When your client comes in with knee or foot/ankle issues do not dismiss the history of intermittent or exercise induced low back issues. It is possible that your client may be coming in with a loss of ankle rocker/dorsiflexion. And, from your physical exam and screens, you may be at a loss as to why their ankle rocker is impaired. This problem further down the chain may simply be a compensation strategy to maintain function and postural integrity due to lumbar functional/fatigue challenges.
So you have sporadic low back pain and knee pain. Could they be linked ?
It has been a long believed rule that it is “all about the core”. We have learned in recent years that this should be a very loosely accepted rule.
In an old blog post (link) we stated some deeper truths:
Dr. McGill discusses the basic tenet that the hips and shoulders are used for power production and that the spine and core are used for creating stiffness and stability for the ultimate power transmission through the limb. He makes it clear that if power is generated from the spine, it will suffer. As gait experts, you should never forget this principle, if the spine and lumbopelvic interval is not strong/stiff and stable enough, the limbs can over power them and thus your gait, your running, your sport, could be causing you pain as the forces are poorly managed as they attempt to traverse the spine.
Here we find a study referenced below that suggests that when the lumbopelvic interval is fatigued, that the lower limb muscles may step up activity. This is a neat concept, not earth shaking by any means, but it nice to have studies that help solidify knowledge of compensation strategies.
“Individuals with low back pain (LBP) have been shown to demonstrate decreased quadriceps activation following lumbar paraspinal fatigue. The response of other lower extremity muscles is unknown. The purpose of this study was to determine changes in motoneuron pool excitability of the vastus medialis, fibularis longus, and soleus following lumbar paraspinal fatigue in individuals with and without a history of LBP.”
What this study attempted to do was perform a controlled laboratory study designed to compare motoneuron pool excitability before and after a lumbar paraspinal fatiguing exercise. Twenty individuals (10 with history of low back pain) performed isometric lumbar paraspinal exercise until a 25% shift in paraspinal muscle surface electromyography median frequency occurred.
What they discovered was that the soleus motoneuron pool excitability increased following lumbar paraspinal fatigue independent of group allocation and occurred in the absence of changes in vastus medialis or fibularis longus muscles.

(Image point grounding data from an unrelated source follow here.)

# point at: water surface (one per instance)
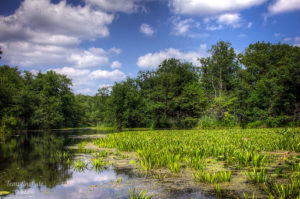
(32, 165)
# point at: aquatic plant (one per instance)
(140, 195)
(218, 189)
(80, 165)
(206, 177)
(246, 196)
(258, 176)
(98, 164)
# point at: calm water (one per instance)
(31, 167)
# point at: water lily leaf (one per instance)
(3, 193)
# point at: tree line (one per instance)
(256, 88)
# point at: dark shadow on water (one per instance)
(37, 165)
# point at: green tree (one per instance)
(218, 72)
(126, 104)
(269, 83)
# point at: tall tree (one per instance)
(218, 72)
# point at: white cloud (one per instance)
(281, 6)
(89, 58)
(146, 29)
(249, 24)
(126, 6)
(277, 34)
(83, 78)
(211, 7)
(152, 60)
(115, 64)
(219, 22)
(232, 19)
(182, 26)
(115, 75)
(41, 33)
(294, 41)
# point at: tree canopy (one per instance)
(256, 88)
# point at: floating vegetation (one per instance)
(246, 196)
(98, 164)
(3, 193)
(267, 156)
(80, 165)
(218, 189)
(102, 154)
(258, 176)
(216, 177)
(140, 195)
(286, 191)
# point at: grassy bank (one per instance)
(236, 163)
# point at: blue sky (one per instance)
(98, 42)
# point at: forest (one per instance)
(256, 88)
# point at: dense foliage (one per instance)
(256, 88)
(35, 102)
(261, 161)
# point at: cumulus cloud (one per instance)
(41, 33)
(182, 26)
(126, 6)
(146, 29)
(281, 6)
(83, 78)
(44, 34)
(249, 24)
(230, 19)
(295, 41)
(152, 60)
(115, 64)
(204, 7)
(219, 22)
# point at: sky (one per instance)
(99, 42)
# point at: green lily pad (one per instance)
(3, 193)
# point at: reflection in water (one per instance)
(32, 159)
(37, 165)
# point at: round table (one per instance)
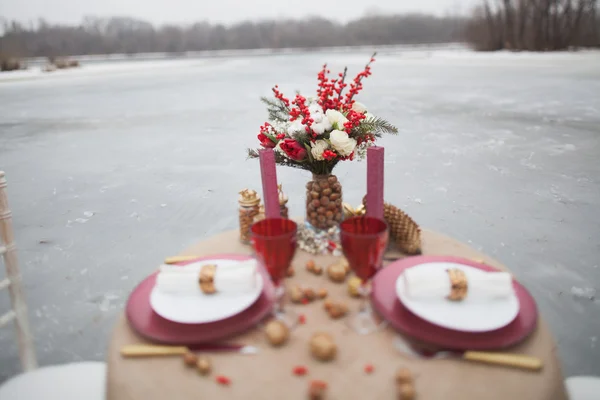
(268, 375)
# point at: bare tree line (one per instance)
(535, 25)
(130, 36)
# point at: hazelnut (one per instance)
(336, 272)
(309, 294)
(403, 375)
(337, 310)
(190, 359)
(322, 347)
(316, 390)
(295, 294)
(354, 286)
(277, 332)
(203, 365)
(406, 391)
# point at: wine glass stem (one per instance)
(364, 290)
(279, 293)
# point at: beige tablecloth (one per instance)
(268, 375)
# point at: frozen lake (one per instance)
(113, 167)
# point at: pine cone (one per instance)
(405, 232)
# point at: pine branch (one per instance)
(277, 109)
(374, 126)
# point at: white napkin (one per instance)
(183, 280)
(432, 285)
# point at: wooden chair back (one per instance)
(12, 283)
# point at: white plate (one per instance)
(469, 315)
(200, 308)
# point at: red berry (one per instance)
(300, 370)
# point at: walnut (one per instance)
(190, 359)
(406, 391)
(322, 346)
(203, 365)
(337, 310)
(277, 332)
(316, 390)
(312, 267)
(336, 272)
(403, 375)
(295, 294)
(309, 294)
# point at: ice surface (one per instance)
(501, 149)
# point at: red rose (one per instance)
(265, 141)
(293, 149)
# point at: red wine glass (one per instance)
(364, 240)
(274, 242)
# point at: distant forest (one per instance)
(130, 36)
(533, 25)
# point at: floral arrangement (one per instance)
(316, 133)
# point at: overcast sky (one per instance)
(227, 11)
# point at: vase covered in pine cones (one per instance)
(324, 202)
(316, 133)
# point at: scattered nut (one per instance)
(316, 390)
(190, 359)
(403, 375)
(322, 346)
(406, 391)
(337, 310)
(336, 272)
(277, 332)
(296, 294)
(203, 365)
(353, 286)
(346, 265)
(309, 294)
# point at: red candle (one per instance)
(269, 179)
(375, 181)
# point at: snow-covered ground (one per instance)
(116, 165)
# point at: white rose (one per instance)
(326, 124)
(317, 149)
(336, 118)
(359, 107)
(342, 143)
(295, 126)
(319, 129)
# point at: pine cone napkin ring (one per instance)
(207, 279)
(458, 285)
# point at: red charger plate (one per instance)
(387, 304)
(152, 326)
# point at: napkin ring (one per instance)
(458, 285)
(207, 278)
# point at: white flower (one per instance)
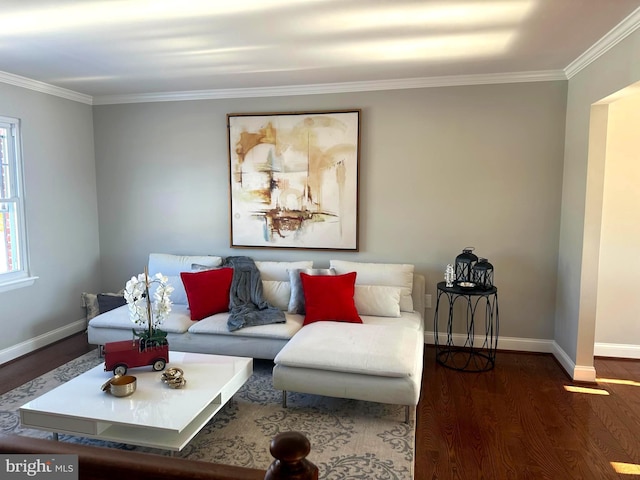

The authors propose that “increased soleus motoneuron pool excitability may be a postural response to preserve lower extremity function”.
When your client comes in with knee or foot/ankle issues do not dismiss the history of intermittent or exercise induced low back issues. They very well could be coming in with a loss of ankle rocker/dorsiflexion. And, from your physical exam and screens, you may be at a loss as to why their ankle rocker is impaired.The problem further down the chain may simply be a compensation strategy to maintain function and postural integrity due to lumbar functional/fatigue challenges.
Dr. Shawn Allen, one of the gait guys.
J Electromyogr Kinesiol. 2011 Jun;21(3):466-70. doi: 10.1016/j.jelekin.2011.02.002. Epub 2011 Mar 8.Effects of paraspinal fatigue on lower extremity motoneuron excitability in individuals with a history of low back pain.Bunn EA1, Grindstaff TL, Hart JM, Hertel J, Ingersoll CD.